These deaths exemplify an apparent failure of the international community to implement actual measures of accountability.


Samira Mohamed, public relations officer for SBHS’s Amnesty International chapter, said “I feel like the Saudi Arabian government really gets away with anything, especially when it comes to human rights injustices. The only time they maybe get penalized is when it directly affects America’s image. Amnesty has a Write for Rights event every year where people can write letters for prisoners of conscience and/or human rights defenders. Khashoggi’s case is an example of someone Amnesty would act for.”


Here are accounts of some of the journalists who have recently gone missing:


On June 14, the Organized Crime and Corruption Reporting Project said “Serbian journalist Stefan Cvetkovic, known for criticizing local authorities, was reported missing Wednesday evening from the Vojvodina town of Bela Crkva in Serbia”.


In May, Cvetkovic told Beta, a Serbian news agency, that he was forcibly detained for six hours at the Jarinje administrative crossing point in northern Kosovo. After he was freed, Cvetkovic received a document confirming he was detained for his investigation into the murder of a Oliver Ivanovic, a Kosovo political.


Reported by the Committee to Protect Journalists, “Reda Helal, an editor with Egypt's semiofficial daily Al-Ahram, has been missing since August 11, 2003”. Helal was considered controversial for his outspoken support for the U.S.-led war in Iraq.


Many human rights activists have also disappeared in similar fashions to journalists.


Critics say that Saudi Arabia is a particular contributor to detention, torture, and killing of activists.


According to Amnesty International, human rights activist and prisoner of conscience Husham Ali Mohammad Ali was “arrested by the Saudi Arabian authorities in November 2017 and held in solitary confinement until January 2018, when he was moved to shared cell. In March 2018, he was moved from Dhaban prison to Al Shumaisi detention centre, an immigration centre outside Jeddah”.

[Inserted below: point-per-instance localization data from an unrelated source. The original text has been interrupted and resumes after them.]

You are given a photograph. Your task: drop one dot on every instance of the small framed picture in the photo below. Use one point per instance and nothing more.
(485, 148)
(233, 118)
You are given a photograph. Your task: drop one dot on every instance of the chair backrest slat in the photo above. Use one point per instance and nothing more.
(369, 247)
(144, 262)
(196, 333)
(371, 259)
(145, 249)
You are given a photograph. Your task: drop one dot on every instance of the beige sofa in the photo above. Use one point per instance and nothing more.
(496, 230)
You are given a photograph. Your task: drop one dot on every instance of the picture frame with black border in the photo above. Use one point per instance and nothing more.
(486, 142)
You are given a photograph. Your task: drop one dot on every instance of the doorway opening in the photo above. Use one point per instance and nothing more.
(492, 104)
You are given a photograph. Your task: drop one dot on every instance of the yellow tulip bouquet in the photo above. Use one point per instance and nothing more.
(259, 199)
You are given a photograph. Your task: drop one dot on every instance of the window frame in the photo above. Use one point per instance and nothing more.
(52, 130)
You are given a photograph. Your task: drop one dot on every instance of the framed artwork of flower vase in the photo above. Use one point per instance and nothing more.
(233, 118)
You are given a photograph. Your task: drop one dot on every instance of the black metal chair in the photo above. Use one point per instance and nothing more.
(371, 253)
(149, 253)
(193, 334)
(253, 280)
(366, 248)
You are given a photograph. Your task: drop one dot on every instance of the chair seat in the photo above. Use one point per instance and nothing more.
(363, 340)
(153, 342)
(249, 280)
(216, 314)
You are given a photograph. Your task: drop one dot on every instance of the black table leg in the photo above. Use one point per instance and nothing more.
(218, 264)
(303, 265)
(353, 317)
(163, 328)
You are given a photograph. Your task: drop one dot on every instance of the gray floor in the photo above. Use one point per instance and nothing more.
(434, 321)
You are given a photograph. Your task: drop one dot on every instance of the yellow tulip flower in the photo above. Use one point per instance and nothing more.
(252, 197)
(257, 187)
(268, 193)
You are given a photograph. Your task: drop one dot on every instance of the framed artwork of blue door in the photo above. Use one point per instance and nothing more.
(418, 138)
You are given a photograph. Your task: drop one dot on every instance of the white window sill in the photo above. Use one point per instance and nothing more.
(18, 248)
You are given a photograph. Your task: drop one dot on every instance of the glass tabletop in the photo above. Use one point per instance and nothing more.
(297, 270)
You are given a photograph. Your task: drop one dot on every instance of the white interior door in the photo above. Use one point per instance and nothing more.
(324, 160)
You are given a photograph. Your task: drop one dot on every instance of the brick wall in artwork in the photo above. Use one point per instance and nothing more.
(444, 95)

Ali took to online platforms in 2013 to expose government corruption in Saudi Arabia. He also published on torture in detention centers by the Sudanese authorities and expressed his support for acts of civil disobedience. For these reasons, Husam Ali Mohammad Ali was arrested by the Saudi Arabian government.


Also covered by Amnesty International in June, a number of prominent women’s rights activists including Loujain al-Hathloul, Iman al-Nafjan and Aziza al-Youssef were arrested and they remain detained without charge and have no access to their families or to their lawyers.

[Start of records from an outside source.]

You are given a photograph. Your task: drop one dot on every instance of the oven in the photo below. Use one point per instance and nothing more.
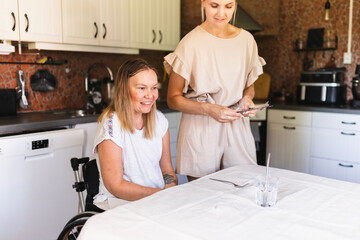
(258, 129)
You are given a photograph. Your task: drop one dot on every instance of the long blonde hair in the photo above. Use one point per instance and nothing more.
(203, 15)
(121, 103)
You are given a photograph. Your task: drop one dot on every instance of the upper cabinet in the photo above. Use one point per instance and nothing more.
(92, 25)
(155, 24)
(9, 20)
(96, 22)
(265, 12)
(40, 20)
(31, 20)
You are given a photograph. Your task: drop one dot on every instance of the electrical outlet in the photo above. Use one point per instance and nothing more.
(347, 58)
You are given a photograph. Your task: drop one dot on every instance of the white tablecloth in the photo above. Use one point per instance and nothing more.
(308, 207)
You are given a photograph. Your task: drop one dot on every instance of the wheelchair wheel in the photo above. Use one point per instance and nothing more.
(81, 215)
(72, 230)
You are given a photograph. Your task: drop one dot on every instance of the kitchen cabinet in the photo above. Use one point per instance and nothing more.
(9, 20)
(288, 139)
(174, 123)
(96, 22)
(266, 13)
(335, 146)
(155, 24)
(31, 20)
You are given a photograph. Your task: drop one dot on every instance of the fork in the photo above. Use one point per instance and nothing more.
(225, 181)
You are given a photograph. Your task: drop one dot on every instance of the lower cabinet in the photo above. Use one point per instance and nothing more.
(335, 151)
(288, 139)
(335, 169)
(319, 143)
(289, 147)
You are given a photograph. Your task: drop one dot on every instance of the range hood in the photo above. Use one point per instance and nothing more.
(245, 21)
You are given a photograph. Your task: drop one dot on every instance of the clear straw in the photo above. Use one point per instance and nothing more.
(267, 169)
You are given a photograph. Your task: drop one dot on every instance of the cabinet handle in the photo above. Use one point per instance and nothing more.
(350, 123)
(291, 118)
(348, 134)
(105, 31)
(96, 28)
(344, 165)
(27, 23)
(13, 15)
(154, 34)
(160, 36)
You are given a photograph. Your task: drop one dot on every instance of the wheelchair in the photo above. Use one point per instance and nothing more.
(90, 183)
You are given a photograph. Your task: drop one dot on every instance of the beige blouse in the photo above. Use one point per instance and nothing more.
(216, 70)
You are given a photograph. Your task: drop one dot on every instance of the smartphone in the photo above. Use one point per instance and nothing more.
(258, 107)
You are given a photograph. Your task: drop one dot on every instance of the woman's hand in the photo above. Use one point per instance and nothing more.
(246, 103)
(220, 113)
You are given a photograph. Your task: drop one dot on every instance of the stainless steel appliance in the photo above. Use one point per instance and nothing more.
(356, 88)
(258, 129)
(322, 86)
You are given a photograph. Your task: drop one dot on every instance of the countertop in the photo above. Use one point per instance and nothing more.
(24, 122)
(37, 121)
(346, 108)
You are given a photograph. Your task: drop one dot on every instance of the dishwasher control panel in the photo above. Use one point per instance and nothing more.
(39, 144)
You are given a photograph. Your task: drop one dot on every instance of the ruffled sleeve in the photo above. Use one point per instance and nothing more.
(173, 62)
(256, 65)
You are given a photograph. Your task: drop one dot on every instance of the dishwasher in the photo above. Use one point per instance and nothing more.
(36, 181)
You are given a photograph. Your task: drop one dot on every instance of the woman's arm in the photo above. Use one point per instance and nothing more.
(166, 166)
(177, 101)
(111, 166)
(247, 101)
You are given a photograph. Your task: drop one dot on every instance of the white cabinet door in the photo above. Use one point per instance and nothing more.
(335, 169)
(142, 34)
(114, 20)
(168, 24)
(9, 20)
(155, 24)
(40, 20)
(343, 145)
(289, 146)
(81, 22)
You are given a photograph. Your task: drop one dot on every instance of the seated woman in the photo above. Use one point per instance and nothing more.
(132, 139)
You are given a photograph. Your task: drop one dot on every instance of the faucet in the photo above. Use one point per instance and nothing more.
(89, 94)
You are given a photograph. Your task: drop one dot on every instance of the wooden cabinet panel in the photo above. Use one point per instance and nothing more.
(265, 12)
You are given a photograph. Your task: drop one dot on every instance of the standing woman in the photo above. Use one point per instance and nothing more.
(132, 139)
(212, 72)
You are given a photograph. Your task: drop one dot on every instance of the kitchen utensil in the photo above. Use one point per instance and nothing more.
(42, 81)
(23, 100)
(7, 102)
(225, 181)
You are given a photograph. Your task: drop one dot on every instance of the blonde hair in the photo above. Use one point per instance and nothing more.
(121, 103)
(203, 15)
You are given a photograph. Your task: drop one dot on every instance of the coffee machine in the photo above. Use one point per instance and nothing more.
(356, 88)
(322, 86)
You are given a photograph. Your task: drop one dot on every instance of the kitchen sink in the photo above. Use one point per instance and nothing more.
(74, 113)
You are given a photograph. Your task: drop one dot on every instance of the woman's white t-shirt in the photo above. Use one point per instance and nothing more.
(140, 156)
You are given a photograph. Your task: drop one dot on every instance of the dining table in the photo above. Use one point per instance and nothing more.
(307, 207)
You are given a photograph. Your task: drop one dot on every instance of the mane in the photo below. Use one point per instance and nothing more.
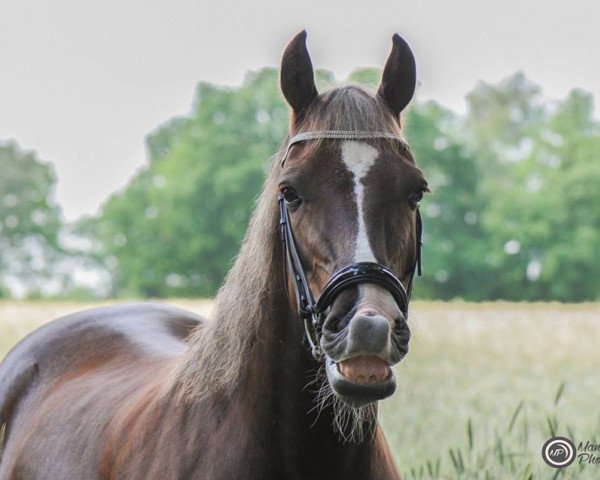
(219, 350)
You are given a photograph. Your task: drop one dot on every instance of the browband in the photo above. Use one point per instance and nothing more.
(340, 135)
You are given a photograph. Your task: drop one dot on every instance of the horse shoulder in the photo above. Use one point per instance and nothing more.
(79, 345)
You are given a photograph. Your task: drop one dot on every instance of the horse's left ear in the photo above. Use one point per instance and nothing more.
(399, 77)
(297, 76)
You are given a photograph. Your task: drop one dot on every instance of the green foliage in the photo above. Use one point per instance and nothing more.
(513, 214)
(177, 226)
(29, 220)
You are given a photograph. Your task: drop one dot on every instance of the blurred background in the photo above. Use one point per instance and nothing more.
(135, 137)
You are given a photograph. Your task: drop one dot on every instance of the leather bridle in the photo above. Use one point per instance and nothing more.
(313, 312)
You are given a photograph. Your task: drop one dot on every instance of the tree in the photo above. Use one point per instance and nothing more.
(30, 221)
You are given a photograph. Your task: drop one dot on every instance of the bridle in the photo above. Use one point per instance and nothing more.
(313, 312)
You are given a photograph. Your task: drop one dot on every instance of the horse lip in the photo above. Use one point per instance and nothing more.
(358, 394)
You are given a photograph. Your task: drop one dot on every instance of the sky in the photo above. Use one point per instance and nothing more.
(83, 82)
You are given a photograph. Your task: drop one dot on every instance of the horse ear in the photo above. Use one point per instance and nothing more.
(399, 76)
(297, 76)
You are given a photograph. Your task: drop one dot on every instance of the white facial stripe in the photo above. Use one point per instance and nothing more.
(359, 157)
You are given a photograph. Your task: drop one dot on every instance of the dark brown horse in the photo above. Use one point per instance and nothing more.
(153, 392)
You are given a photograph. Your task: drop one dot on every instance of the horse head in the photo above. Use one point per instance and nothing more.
(349, 191)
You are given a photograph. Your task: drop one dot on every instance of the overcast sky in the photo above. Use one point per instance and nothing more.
(82, 82)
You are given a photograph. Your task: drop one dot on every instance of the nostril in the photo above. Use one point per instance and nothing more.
(371, 334)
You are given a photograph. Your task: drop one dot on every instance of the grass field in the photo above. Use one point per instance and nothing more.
(482, 388)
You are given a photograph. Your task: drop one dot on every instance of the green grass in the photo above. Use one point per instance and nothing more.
(482, 388)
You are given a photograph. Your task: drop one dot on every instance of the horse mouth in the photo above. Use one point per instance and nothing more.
(361, 380)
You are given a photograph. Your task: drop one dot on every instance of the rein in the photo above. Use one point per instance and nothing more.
(313, 312)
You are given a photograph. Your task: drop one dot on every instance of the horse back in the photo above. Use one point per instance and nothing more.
(89, 361)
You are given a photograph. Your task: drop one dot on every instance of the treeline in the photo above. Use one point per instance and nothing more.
(514, 214)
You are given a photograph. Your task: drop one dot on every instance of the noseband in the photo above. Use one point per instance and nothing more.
(313, 313)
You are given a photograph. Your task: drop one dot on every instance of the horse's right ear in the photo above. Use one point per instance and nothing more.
(297, 76)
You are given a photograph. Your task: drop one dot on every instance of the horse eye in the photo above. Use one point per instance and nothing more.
(290, 195)
(416, 197)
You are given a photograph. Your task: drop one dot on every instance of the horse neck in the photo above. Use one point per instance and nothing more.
(277, 387)
(250, 367)
(279, 393)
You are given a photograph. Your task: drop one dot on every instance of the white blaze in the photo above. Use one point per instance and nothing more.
(359, 157)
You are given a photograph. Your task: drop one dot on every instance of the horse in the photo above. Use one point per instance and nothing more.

Negar Mortazavi, an Iranian-American journalist and commentator, summed up the impact of how Khashoggi’s death has been approached by the United States government as “not only a US-Saudi matter. It will have an impact on every country in the Middle East. This incident will affect how America’s allies and foes… are going to treat journalism and dissent in the future.”


The Saudi Arabian government’s reaction to criticism demonstrates the poor relationship many authorities maintain with the press and with anyone who attempts to criticize government actions. Jamal Khashoggi’s death was one of many journalists’ fate - it just so happened that his death was one of few that have captivated international outrage.


Even so, Khashoggi’s death has nearly disappeared from media coverage. This is unsurprising, as many crimes committed against journalists lose attention quickly or go unreported in society’s fast news cycle.


Newspaper advisor and journalism teacher, Mr. Andrew Loh said, “I find it extremely ironic that journalists wouldn’t stay right on top of the murder of other journalists! It makes the conspiracy theorist in me wonder if something larger isn’t happening here.”